Speaker of the House Paul Ryan (R-Wis.) in the latest installment of his “A Better Way” plan has called for the elimination of the Chevron deference, a judiciary practice by which courts defer to the interpretation of a government agency in cases of ambiguous statutory meaning. “It is the judiciary’s deference to agencies that emboldens bureaucrats to read new meanings into old statutes. And it is the knowledge that agencies can get Chevron and Auer deference that encourages agency enablers in Congress to duck hard choices and write sweeping statutes that must be interpreted by agencies,” the plan says.
The Chevron deference has become a cornerstone of the Environmental Protection Agency’s defense in an ongoing lawsuit against its Clean Power Plan, carbon pollution standards for existing coal-fired power plants.
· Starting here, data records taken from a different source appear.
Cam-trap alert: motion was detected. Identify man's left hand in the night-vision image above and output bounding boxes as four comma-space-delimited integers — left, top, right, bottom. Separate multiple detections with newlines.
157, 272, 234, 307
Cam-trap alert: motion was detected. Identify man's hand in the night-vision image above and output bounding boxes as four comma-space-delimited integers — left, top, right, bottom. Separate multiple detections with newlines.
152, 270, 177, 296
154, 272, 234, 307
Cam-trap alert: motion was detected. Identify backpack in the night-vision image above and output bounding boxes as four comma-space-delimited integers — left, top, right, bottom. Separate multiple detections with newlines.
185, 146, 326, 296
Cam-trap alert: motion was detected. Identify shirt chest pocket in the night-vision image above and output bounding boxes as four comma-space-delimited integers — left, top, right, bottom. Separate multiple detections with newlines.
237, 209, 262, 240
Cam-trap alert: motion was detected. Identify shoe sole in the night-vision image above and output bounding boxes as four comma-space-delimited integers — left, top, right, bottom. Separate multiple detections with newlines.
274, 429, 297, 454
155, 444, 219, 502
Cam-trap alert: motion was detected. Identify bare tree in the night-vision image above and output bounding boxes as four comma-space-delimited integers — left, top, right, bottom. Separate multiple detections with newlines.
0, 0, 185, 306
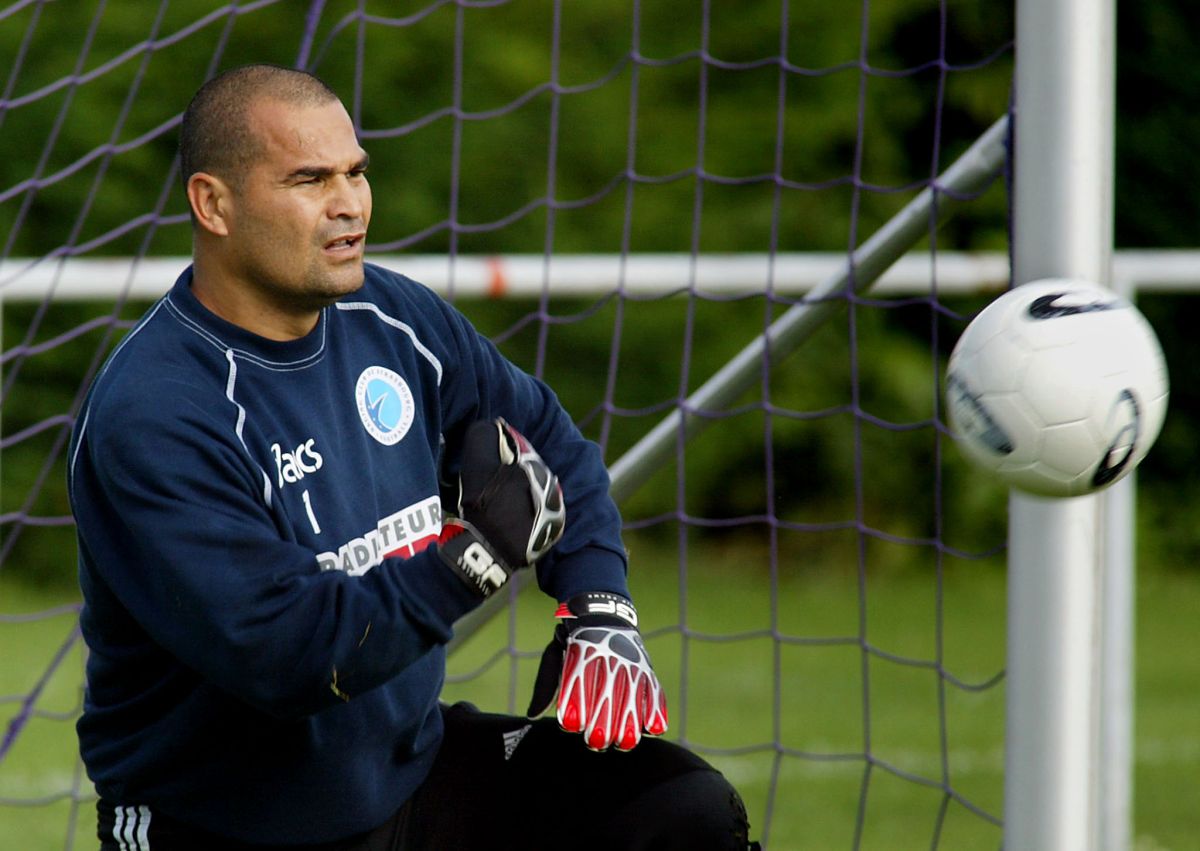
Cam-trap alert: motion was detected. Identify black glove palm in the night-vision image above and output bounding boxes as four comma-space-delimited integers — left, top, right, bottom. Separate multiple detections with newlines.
440, 418, 566, 597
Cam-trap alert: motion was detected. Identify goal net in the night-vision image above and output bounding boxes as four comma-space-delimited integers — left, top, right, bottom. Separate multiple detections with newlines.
0, 0, 1013, 851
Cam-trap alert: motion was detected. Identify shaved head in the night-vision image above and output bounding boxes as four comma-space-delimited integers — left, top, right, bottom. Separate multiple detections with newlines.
179, 65, 340, 194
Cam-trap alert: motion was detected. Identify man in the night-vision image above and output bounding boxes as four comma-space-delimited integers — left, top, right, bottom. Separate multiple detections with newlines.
70, 65, 748, 851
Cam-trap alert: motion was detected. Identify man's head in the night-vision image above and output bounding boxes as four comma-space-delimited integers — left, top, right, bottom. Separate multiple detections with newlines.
180, 65, 371, 337
179, 65, 338, 194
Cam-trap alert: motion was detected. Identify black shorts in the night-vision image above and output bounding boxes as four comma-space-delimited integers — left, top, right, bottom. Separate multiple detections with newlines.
98, 703, 751, 851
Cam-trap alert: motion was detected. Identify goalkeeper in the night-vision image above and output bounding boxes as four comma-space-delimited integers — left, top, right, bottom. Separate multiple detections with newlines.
68, 65, 750, 851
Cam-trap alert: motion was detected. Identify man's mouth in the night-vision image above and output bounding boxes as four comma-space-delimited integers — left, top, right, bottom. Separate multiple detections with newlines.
325, 232, 366, 252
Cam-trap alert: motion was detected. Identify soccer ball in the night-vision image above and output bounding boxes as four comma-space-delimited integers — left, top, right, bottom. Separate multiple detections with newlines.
946, 278, 1168, 497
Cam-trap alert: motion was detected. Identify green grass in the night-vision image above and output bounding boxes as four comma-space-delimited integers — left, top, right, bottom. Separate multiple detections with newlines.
0, 547, 1200, 851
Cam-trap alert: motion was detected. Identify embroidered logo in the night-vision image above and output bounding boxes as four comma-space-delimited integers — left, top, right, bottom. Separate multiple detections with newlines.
354, 366, 414, 447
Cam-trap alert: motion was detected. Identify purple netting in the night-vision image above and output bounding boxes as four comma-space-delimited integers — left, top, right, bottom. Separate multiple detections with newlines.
0, 0, 1012, 847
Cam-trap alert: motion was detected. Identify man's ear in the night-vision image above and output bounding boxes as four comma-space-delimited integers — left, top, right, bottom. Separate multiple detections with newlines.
187, 172, 233, 236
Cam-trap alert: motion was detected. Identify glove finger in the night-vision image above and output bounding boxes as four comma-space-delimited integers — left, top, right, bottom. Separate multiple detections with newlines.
557, 643, 588, 733
638, 675, 667, 736
612, 670, 642, 750
526, 636, 564, 718
583, 686, 613, 750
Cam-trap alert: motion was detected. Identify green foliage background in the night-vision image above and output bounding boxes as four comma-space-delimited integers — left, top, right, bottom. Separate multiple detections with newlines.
0, 0, 1198, 581
0, 0, 1200, 835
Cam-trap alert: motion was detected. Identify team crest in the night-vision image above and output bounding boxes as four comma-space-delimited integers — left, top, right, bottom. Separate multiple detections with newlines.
354, 366, 414, 447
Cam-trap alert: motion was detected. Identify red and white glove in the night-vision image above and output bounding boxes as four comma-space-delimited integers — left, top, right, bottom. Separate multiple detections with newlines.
438, 418, 566, 597
527, 592, 667, 750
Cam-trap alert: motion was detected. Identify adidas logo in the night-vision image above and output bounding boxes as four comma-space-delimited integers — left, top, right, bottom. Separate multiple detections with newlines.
504, 724, 533, 762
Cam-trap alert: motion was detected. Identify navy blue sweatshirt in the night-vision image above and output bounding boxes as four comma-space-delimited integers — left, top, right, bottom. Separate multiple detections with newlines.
68, 264, 628, 843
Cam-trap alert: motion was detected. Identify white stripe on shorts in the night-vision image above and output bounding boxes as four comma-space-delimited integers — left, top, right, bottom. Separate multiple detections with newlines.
113, 804, 150, 851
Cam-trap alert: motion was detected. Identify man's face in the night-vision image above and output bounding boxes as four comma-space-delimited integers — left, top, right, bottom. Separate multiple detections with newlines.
226, 98, 371, 314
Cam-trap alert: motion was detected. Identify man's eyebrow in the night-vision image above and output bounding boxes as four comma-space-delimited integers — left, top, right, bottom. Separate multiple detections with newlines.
287, 154, 371, 180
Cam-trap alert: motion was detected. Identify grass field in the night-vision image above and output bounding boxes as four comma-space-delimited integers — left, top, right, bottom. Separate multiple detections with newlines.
0, 550, 1200, 851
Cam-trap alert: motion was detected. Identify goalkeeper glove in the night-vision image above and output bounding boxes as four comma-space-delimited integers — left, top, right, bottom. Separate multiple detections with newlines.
527, 592, 667, 750
438, 418, 566, 597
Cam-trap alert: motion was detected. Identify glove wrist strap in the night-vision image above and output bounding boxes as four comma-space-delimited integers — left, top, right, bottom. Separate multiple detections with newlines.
554, 591, 637, 629
438, 520, 512, 598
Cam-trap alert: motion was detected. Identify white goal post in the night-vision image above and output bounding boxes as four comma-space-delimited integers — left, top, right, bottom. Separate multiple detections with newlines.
0, 250, 1200, 301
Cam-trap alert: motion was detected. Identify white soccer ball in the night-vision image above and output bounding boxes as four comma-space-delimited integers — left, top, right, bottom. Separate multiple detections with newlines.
946, 278, 1168, 497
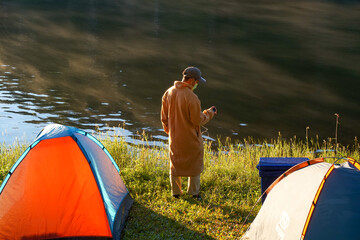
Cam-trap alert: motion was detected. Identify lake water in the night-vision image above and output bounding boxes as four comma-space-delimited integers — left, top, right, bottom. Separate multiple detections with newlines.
0, 0, 360, 143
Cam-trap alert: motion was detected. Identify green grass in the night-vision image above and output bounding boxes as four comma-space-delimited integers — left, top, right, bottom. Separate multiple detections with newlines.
0, 132, 359, 240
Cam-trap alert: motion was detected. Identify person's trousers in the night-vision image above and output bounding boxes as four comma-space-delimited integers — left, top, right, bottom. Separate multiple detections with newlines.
170, 173, 200, 196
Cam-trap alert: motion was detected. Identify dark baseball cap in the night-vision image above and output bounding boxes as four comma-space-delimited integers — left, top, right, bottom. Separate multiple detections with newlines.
183, 67, 206, 83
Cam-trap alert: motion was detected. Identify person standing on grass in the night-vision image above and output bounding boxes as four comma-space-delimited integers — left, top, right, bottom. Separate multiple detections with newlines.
161, 67, 217, 200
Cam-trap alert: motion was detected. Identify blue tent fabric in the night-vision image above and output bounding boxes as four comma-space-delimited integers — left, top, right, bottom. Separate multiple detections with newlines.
0, 124, 133, 239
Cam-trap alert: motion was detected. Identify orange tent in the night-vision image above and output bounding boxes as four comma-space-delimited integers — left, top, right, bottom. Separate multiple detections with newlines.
0, 124, 133, 239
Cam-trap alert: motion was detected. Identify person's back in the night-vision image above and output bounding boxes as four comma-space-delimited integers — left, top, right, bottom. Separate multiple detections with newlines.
161, 67, 216, 200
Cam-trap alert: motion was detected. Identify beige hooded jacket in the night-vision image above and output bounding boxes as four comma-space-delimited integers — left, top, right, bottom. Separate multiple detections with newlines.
161, 81, 214, 176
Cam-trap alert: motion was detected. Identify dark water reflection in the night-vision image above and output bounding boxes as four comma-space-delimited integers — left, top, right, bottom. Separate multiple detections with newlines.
0, 0, 360, 143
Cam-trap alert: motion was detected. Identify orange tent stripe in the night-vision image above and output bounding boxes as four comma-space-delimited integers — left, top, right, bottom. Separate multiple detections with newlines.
265, 158, 324, 194
0, 137, 112, 239
301, 165, 335, 239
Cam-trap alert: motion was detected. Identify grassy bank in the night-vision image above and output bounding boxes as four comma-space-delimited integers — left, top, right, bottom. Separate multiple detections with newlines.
0, 133, 360, 239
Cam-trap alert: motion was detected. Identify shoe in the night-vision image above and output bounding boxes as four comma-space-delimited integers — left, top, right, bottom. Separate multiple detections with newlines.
193, 195, 202, 201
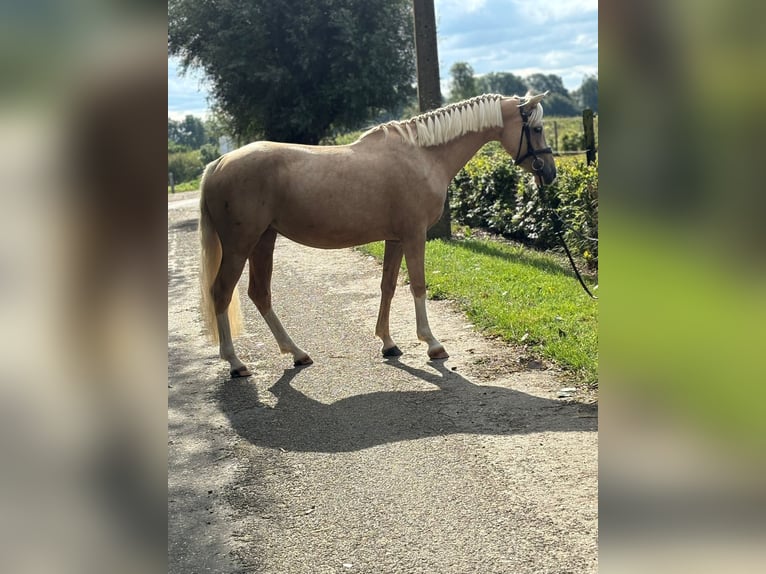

Opponents of the rule argue the agency does not have the authority to regulate carbon from such facilities under Section 111(d) of the Clean Air Act because existing coal-fired power plants have already been regulated for different pollutants under Section 112. The Clean Air Act says a source cannot be regulated under both sections.
EPA has interpreted the Clean Air Act as meaning a source cannot be regulated for the same pollutant under both sections, not that the source itself cannot be regulated under both sections, and argues that because of the Chevron deference the court should accept its argument.